Monday, March 9, 2015



“This is one of the few photographs which shows the moment of an attack.  It shows an officer of the Scottish Rifles leading his men out of a trench for a raid on German trenches near Arras on 24 March 1917.”

I found this image on the Grafton Galleries website, the link which was provided on angel. I chose this image because of how rare it is; capturing the powerful, overwhelming moment of men leaving the trenches to go into battle.
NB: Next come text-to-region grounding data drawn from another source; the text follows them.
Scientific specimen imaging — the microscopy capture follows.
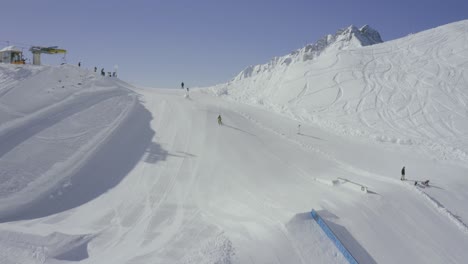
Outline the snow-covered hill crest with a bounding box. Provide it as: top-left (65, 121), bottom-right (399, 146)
top-left (0, 64), bottom-right (151, 221)
top-left (234, 25), bottom-right (383, 81)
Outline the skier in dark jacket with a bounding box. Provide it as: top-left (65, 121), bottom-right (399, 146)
top-left (401, 166), bottom-right (406, 181)
top-left (217, 115), bottom-right (222, 125)
top-left (181, 82), bottom-right (184, 89)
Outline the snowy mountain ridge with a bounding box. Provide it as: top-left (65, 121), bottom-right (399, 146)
top-left (209, 20), bottom-right (468, 162)
top-left (234, 25), bottom-right (383, 81)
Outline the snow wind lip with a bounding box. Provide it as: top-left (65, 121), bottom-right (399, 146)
top-left (0, 100), bottom-right (157, 222)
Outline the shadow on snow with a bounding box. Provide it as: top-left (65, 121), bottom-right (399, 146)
top-left (317, 210), bottom-right (377, 264)
top-left (0, 101), bottom-right (160, 222)
top-left (298, 132), bottom-right (326, 141)
top-left (287, 210), bottom-right (376, 264)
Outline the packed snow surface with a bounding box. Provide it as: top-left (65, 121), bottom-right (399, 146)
top-left (0, 20), bottom-right (467, 263)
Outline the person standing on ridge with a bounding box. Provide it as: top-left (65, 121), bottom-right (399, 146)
top-left (78, 62), bottom-right (81, 67)
top-left (217, 115), bottom-right (222, 125)
top-left (94, 66), bottom-right (97, 72)
top-left (401, 166), bottom-right (406, 181)
top-left (181, 82), bottom-right (184, 89)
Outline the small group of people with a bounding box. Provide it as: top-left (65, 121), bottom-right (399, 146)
top-left (77, 62), bottom-right (116, 77)
top-left (415, 180), bottom-right (430, 186)
top-left (401, 166), bottom-right (430, 186)
top-left (93, 66), bottom-right (116, 77)
top-left (181, 81), bottom-right (189, 92)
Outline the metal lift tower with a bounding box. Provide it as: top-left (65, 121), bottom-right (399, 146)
top-left (29, 46), bottom-right (66, 65)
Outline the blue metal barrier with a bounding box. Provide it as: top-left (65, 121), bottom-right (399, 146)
top-left (310, 209), bottom-right (359, 264)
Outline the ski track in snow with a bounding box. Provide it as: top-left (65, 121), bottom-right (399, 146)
top-left (227, 97), bottom-right (468, 240)
top-left (221, 94), bottom-right (468, 236)
top-left (409, 184), bottom-right (468, 234)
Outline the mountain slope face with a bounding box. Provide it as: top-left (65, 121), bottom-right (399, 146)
top-left (208, 20), bottom-right (468, 162)
top-left (233, 25), bottom-right (383, 81)
top-left (0, 64), bottom-right (145, 219)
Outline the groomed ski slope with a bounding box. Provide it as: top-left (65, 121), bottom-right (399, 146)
top-left (0, 20), bottom-right (467, 263)
top-left (0, 86), bottom-right (467, 263)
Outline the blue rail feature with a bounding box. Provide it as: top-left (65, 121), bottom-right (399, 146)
top-left (310, 210), bottom-right (358, 264)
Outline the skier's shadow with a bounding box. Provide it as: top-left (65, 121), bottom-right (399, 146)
top-left (298, 133), bottom-right (325, 141)
top-left (223, 124), bottom-right (257, 137)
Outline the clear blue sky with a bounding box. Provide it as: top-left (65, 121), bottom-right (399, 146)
top-left (1, 0), bottom-right (467, 88)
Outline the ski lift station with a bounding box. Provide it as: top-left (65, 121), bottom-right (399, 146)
top-left (29, 46), bottom-right (66, 65)
top-left (0, 45), bottom-right (66, 65)
top-left (0, 46), bottom-right (25, 64)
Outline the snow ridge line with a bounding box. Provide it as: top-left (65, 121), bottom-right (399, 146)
top-left (411, 186), bottom-right (468, 234)
top-left (310, 210), bottom-right (359, 264)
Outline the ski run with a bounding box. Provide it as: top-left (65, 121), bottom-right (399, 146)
top-left (0, 20), bottom-right (467, 263)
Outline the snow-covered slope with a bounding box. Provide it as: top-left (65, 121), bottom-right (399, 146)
top-left (210, 20), bottom-right (468, 162)
top-left (0, 20), bottom-right (468, 264)
top-left (0, 64), bottom-right (148, 220)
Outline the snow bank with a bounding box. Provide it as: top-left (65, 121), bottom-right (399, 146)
top-left (0, 64), bottom-right (145, 221)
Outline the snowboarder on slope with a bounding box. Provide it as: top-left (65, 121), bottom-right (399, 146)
top-left (401, 166), bottom-right (406, 181)
top-left (217, 115), bottom-right (222, 125)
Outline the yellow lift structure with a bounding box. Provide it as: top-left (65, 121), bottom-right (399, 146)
top-left (29, 46), bottom-right (66, 65)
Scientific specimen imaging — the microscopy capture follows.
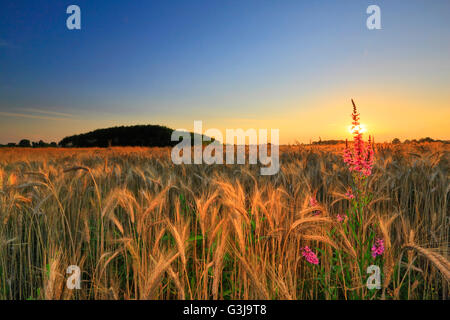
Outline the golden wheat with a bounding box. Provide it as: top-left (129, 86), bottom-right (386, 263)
top-left (0, 143), bottom-right (448, 300)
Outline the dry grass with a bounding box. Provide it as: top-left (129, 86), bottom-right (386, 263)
top-left (0, 142), bottom-right (448, 300)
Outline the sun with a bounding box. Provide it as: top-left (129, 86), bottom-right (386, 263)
top-left (348, 123), bottom-right (367, 135)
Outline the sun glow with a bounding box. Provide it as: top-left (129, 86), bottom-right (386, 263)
top-left (348, 124), bottom-right (367, 135)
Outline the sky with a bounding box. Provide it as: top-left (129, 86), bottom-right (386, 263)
top-left (0, 0), bottom-right (449, 144)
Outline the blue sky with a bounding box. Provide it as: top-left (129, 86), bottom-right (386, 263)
top-left (1, 0), bottom-right (449, 144)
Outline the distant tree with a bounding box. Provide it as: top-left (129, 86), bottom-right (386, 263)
top-left (50, 142), bottom-right (57, 147)
top-left (7, 143), bottom-right (16, 147)
top-left (18, 139), bottom-right (31, 147)
top-left (31, 140), bottom-right (50, 148)
top-left (312, 139), bottom-right (345, 145)
top-left (392, 138), bottom-right (401, 144)
top-left (403, 139), bottom-right (411, 144)
top-left (418, 137), bottom-right (434, 143)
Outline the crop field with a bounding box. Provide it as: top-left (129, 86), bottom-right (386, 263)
top-left (0, 142), bottom-right (448, 300)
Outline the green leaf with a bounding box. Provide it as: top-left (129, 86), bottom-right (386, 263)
top-left (188, 234), bottom-right (203, 242)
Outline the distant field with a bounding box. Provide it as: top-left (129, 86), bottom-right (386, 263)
top-left (0, 143), bottom-right (448, 299)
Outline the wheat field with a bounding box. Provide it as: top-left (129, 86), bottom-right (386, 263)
top-left (0, 143), bottom-right (448, 300)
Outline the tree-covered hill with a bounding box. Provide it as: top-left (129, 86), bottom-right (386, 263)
top-left (59, 125), bottom-right (183, 147)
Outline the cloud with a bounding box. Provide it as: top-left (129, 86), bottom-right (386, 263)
top-left (0, 108), bottom-right (76, 121)
top-left (20, 108), bottom-right (75, 118)
top-left (0, 111), bottom-right (69, 121)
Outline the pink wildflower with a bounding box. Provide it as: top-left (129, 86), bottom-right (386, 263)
top-left (301, 246), bottom-right (319, 265)
top-left (309, 196), bottom-right (321, 215)
top-left (342, 100), bottom-right (375, 177)
top-left (362, 135), bottom-right (375, 176)
top-left (371, 238), bottom-right (385, 258)
top-left (345, 188), bottom-right (355, 200)
top-left (336, 214), bottom-right (345, 222)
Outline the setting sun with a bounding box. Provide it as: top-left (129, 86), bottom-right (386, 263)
top-left (348, 123), bottom-right (367, 135)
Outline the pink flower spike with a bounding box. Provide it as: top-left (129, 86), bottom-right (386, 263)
top-left (371, 238), bottom-right (385, 258)
top-left (301, 246), bottom-right (319, 265)
top-left (342, 100), bottom-right (375, 177)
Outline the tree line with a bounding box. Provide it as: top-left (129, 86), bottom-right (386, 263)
top-left (0, 139), bottom-right (58, 148)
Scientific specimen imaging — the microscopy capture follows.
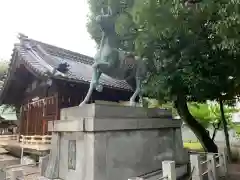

During the war, soldiers lived in the trenches. Life in the trenches was described as “one of the most sustained onslaughts of the human sensorium. It thrust man’s fragile body between the ooze of primordial slime on the one hand and the terrors of shellfire on the other…” (Das). I found this poignant because it gives me the sense that soldiers lived in fear day to day. They never knew what to expect and as this photo captures, even crawling out of the trenches they do not know what to expect. They do not know what is on the surface, and as a viewer of the image, neither do we. This image would have made the civilian at home use their imagination as to the terror present beyond what is shown. Something else I notice about this picture is how they soldiers are in a line, just waiting to crawl out of the trench and fight. This may present a somewhat negative connotation that the soldiers were made to live in these narrow, obviously unexplainably dirty trenches, to be filtered out one by one to fight. I don’t believe that this is the intent however, it is a thought that came to mind.

I believe civilians living at home who would have seen this image would have been filled with grief, horror, and worry. The soldiers in this image are brothers, sons, fathers, husbands; loved ones. The lack of identity being shown leaves the viewer wondering if this is someone they know? Is this my loved one? Not having that answer I can only imagine as one of the worst feelings. However, during World War I being able to stay in touch with family while on the front was a priority. Soldiers were able to write home to their families and give them a sense of what the war was like however frequently they wanted. Therefore, the worrying of family members was able to be subsided eventually. They were not left wondering if their loved one was dead or alive for an extreme extended amount of time.

The strongest message I take from this image is the lack of identity. None of the soldiers faces are shown which, as already discussed, leaves you curious as to who these men were. It also makes the connection between all civilians being soldiers and fighting the war. Just because civilians were not on the front, they were making great efforts at home to support the cause.